Yup, it's Joop all day!
The Aberdeen American News does us a public service and posts the deposition of Mike Rounds's EB-5 czar Joop Bollen in the Darley v SDIBI. The deposition spans three days, April 16, April 17, and April 18, 2014.
Where shall we start? Let's look first at Bollen's testimony that he saw himself as a czar, writing his own ticket without any oversight.

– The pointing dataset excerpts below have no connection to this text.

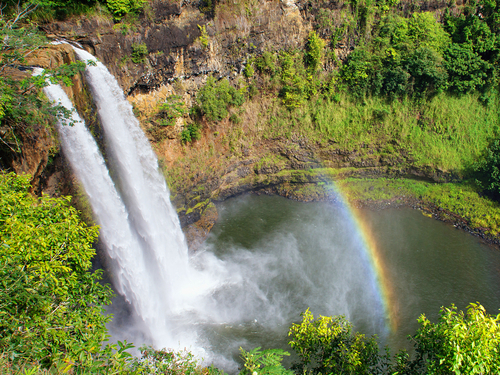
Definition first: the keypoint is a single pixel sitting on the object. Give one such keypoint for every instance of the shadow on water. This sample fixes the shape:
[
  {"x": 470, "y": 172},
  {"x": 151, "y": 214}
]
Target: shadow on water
[{"x": 286, "y": 256}]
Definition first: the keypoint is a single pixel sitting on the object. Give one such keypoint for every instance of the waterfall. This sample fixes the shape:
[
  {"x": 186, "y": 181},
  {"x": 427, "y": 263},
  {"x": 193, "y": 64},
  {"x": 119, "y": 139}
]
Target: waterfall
[
  {"x": 139, "y": 226},
  {"x": 187, "y": 301}
]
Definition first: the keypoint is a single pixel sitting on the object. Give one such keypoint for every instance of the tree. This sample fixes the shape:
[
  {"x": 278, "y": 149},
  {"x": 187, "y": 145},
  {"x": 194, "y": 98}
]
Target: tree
[
  {"x": 314, "y": 52},
  {"x": 488, "y": 169},
  {"x": 51, "y": 306},
  {"x": 327, "y": 345},
  {"x": 215, "y": 98},
  {"x": 460, "y": 343},
  {"x": 22, "y": 107}
]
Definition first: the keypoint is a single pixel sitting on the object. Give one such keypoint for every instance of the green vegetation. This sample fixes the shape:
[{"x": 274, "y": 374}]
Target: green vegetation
[
  {"x": 52, "y": 307},
  {"x": 169, "y": 111},
  {"x": 328, "y": 346},
  {"x": 460, "y": 343},
  {"x": 139, "y": 53},
  {"x": 120, "y": 8},
  {"x": 214, "y": 98},
  {"x": 190, "y": 133},
  {"x": 204, "y": 38},
  {"x": 22, "y": 107},
  {"x": 488, "y": 172}
]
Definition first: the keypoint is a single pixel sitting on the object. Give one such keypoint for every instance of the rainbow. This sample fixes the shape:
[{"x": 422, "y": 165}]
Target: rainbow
[{"x": 374, "y": 259}]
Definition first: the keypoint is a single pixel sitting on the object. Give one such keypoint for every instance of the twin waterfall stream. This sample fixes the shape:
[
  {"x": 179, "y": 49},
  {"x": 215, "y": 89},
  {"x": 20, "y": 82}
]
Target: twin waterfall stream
[
  {"x": 139, "y": 226},
  {"x": 267, "y": 260}
]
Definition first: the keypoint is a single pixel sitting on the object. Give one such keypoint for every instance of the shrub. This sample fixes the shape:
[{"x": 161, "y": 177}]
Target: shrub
[
  {"x": 215, "y": 97},
  {"x": 488, "y": 169},
  {"x": 327, "y": 345},
  {"x": 139, "y": 53},
  {"x": 173, "y": 108},
  {"x": 264, "y": 362},
  {"x": 467, "y": 70},
  {"x": 314, "y": 52},
  {"x": 203, "y": 38},
  {"x": 460, "y": 343},
  {"x": 52, "y": 305},
  {"x": 120, "y": 8},
  {"x": 191, "y": 133}
]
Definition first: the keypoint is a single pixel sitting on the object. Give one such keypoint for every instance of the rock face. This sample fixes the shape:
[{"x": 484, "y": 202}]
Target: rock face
[
  {"x": 172, "y": 32},
  {"x": 187, "y": 41},
  {"x": 40, "y": 154}
]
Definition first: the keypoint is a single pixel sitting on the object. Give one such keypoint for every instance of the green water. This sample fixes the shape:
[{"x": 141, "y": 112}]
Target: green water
[{"x": 291, "y": 255}]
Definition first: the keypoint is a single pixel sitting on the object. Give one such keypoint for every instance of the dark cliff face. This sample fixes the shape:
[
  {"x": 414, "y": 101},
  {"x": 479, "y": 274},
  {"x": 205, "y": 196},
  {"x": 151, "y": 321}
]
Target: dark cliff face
[
  {"x": 185, "y": 46},
  {"x": 172, "y": 36},
  {"x": 39, "y": 154}
]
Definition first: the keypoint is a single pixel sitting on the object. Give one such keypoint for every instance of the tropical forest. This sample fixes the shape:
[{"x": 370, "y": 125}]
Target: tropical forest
[{"x": 252, "y": 187}]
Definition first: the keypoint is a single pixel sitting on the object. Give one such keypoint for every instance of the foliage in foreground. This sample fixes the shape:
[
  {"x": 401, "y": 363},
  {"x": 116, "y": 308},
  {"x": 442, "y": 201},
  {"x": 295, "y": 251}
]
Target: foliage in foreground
[
  {"x": 51, "y": 307},
  {"x": 459, "y": 343}
]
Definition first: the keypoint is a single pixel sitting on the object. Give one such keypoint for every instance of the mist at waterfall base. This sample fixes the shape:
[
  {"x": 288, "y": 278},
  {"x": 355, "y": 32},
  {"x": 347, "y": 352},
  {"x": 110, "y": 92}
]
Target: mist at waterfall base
[
  {"x": 288, "y": 256},
  {"x": 263, "y": 264}
]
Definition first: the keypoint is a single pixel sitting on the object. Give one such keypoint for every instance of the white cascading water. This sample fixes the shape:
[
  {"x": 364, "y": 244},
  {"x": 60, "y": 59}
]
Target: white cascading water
[
  {"x": 138, "y": 225},
  {"x": 182, "y": 301}
]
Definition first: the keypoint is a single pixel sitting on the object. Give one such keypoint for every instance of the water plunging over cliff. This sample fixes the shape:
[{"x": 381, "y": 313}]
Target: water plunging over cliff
[{"x": 139, "y": 227}]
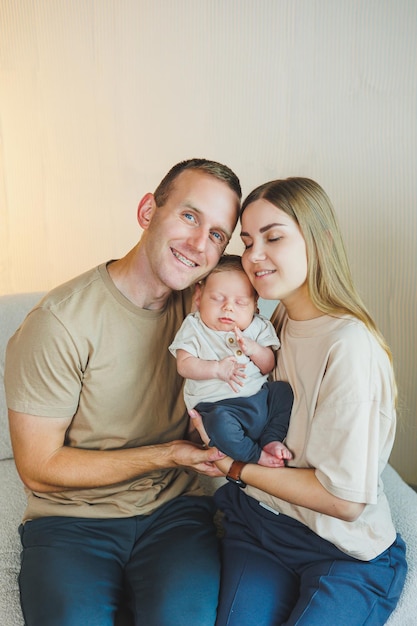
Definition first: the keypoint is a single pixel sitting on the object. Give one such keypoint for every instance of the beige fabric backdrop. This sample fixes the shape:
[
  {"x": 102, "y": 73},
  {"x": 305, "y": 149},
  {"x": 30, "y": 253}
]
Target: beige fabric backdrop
[{"x": 99, "y": 98}]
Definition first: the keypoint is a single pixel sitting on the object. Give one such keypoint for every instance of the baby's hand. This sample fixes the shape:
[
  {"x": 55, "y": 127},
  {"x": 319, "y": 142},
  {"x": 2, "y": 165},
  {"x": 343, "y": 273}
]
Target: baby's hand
[
  {"x": 231, "y": 372},
  {"x": 245, "y": 344}
]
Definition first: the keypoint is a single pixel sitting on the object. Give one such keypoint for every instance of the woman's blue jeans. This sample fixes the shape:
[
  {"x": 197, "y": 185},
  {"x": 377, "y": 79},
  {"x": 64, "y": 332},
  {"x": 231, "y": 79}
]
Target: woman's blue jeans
[{"x": 277, "y": 572}]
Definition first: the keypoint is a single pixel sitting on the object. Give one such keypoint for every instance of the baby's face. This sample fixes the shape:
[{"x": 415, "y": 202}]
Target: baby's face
[{"x": 227, "y": 299}]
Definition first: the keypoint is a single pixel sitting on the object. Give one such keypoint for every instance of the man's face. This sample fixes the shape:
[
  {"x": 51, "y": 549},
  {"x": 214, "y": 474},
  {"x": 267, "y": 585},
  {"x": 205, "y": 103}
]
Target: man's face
[{"x": 187, "y": 235}]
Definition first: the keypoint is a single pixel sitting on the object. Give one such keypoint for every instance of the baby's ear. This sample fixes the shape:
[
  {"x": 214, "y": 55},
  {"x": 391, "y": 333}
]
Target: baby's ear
[{"x": 195, "y": 305}]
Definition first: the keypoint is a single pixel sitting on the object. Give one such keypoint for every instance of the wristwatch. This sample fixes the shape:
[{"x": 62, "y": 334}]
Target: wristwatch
[{"x": 234, "y": 472}]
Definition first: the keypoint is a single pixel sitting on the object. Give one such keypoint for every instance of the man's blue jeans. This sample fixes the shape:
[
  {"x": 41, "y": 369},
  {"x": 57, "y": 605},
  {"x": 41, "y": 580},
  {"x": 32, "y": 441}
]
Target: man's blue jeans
[{"x": 76, "y": 571}]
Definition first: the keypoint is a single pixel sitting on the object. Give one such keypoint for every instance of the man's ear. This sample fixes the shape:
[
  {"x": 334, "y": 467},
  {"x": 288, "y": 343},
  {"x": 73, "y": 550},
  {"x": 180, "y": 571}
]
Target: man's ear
[{"x": 146, "y": 209}]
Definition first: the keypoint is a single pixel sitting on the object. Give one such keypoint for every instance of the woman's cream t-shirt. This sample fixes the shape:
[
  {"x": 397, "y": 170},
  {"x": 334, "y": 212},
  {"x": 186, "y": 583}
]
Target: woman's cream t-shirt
[{"x": 342, "y": 424}]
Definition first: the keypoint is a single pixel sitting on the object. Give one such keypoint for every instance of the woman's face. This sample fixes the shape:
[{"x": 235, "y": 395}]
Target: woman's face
[{"x": 275, "y": 257}]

On April 17, 2014 (p. 140), Darley attorney Jennifer Elkayam asks Bollen to review an agreement between the Department of Tourism and State Development that indirectly employed him and the South Dakota International Business Institute that Bollen ran on their behalf from the Northern State University campus. That agreement, one of several defining the functions DTSD authorized Bollen to perform, ran from January 1, 2007, to June 30, 2007. Elkayam asks specifically about a budget section on foreign direct investment activities, which would include Bollen's EB-5 visa investment activities:
Elkayam asks Bollen to explain what "Mr. Bollen will devote 80% of his time on this project" means. Mr. Bollen says it means nothing:
This was -- I don't think anybody ever reviewed any of these documents. They were prepared by me, but I never ever received any feedback on whether it's okay. It just was pretty much an automatic approval that we would get for these projects. So I do not recall exactly how my time was devoted, but you can connect it somewhat to the travel below [Joop Bollen, deposition 2, Darley v. SDIBI, 2014.04.17, pp. 140–141].

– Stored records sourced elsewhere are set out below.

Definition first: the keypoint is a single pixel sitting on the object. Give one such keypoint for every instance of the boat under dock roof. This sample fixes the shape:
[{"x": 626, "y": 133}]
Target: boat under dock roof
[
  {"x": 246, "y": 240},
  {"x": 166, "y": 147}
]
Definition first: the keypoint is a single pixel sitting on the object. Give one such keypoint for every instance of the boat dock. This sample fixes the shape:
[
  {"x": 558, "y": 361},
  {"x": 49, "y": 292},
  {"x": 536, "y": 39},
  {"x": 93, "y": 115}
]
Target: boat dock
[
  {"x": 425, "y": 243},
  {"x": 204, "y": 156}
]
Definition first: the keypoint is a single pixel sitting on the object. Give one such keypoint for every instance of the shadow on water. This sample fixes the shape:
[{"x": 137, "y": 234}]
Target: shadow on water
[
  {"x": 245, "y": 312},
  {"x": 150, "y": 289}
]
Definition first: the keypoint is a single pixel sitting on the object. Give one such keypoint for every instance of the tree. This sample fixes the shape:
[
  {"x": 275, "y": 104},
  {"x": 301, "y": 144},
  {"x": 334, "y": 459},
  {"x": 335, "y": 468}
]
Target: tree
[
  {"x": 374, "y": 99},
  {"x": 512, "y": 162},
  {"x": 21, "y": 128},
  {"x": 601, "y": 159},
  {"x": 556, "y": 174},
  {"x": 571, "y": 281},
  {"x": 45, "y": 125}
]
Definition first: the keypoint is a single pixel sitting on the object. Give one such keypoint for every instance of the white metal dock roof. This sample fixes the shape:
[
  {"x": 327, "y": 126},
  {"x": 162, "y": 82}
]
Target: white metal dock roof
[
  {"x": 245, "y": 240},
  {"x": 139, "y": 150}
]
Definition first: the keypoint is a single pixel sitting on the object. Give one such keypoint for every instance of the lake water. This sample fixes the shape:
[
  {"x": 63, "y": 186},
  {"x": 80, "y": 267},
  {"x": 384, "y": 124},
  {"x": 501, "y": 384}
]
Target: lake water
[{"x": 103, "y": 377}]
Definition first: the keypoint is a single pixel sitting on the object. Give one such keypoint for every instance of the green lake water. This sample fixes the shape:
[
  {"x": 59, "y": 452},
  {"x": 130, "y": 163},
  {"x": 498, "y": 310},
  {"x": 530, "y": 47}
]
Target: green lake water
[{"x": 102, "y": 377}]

Elkayam asks if the agreement meant Bollen spent 80% of the time the state was paying him for operating and managing the EB-5 regional center. Bollen says no:
You know, this number is just a very rough estimate. Most of the export promotion projects I already had situated such that my time wasn't as much needed anymore. So these projects were all ongoing on the export promotion side, so even though I might have been temporarily putting a little bit more time on the foreign direct investment, the export promotion projects were still going full force, but my involvement was not as much anymore because my assistants were able to handle and I would just do major supervision of the other projects [Bollen, 2014.04.17, p. 141].
The Rounds Administration was paying Bollen $32,800 to spend the first six months of 2007 working on EB-5 investment and other fishing trips for foreign capital. Bollen did not spend 80% of his time on such work. He passed the work to assistants while he focused on "major supervision," which sounds like a euphemism for feet on the desk.
Fake budgets with meaningless numbers, automatically approved—I guess that's what we can expect from Mike Rounds.